Search for Solutions
August 15th, 2007 by Jesse LeeHouse lawmakers visit N.O., evaluate Road Home bail out
David Hammer, Times-Picayune - August 14, 2007
In what she saw as her last chance to collect the Road Home money to rebuild her Lower 9th Ward home, Valeria Schexnayder made her way through a gaggle of officialdom and corralled House Speaker Nancy Pelosi during a congressional visit to the area Tuesday.
She sought to seize the attention of the highest-ranking female politician in U.S. history, just as she was about to leave the working-class neighborhood’s now-fabled wasteland. “They even told us last night that they ran out of money,” Schexnayder said, tears welling up as Pelosi hugged her and thanked her for sharing her story. “This is my last chance.
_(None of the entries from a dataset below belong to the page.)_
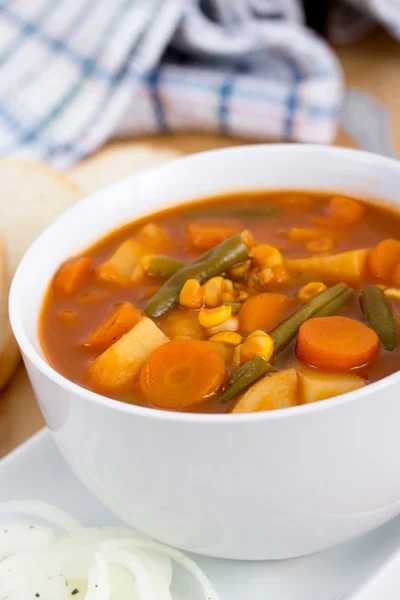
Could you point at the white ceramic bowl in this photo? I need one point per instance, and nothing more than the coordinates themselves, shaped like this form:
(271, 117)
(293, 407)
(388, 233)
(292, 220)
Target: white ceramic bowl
(256, 486)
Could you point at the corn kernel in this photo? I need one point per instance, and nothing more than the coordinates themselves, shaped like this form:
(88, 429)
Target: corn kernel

My only chance.”
The lawmakers are visiting Louisiana in part to learn what needs to be done to bail out the Road Home program, which is an estimated $5 billion short of serving an estimated 150,000 eligible applicants.
The local congressman, William Jefferson, D-New Orleans, assured the distraught Schexnayder, 60, that the congressional group would announce tomorrow that Road Home “is not going to run out of money.”
Jefferson later explained in an interview that the group would be announcing that it is prepared to work to deliver whatever amount the Road Home needs, now that the state has committed $1 billion to the cause.
‘Mr. Insurance’ takes colleagues from Congress on a tour of the crime scene
Sun Herald editorial - August 15, 2007
If what has been done to homeowners after Hurricane Katrina is criminal, then Pass Christian and Bay St. Louis would easily qualify as crime scenes.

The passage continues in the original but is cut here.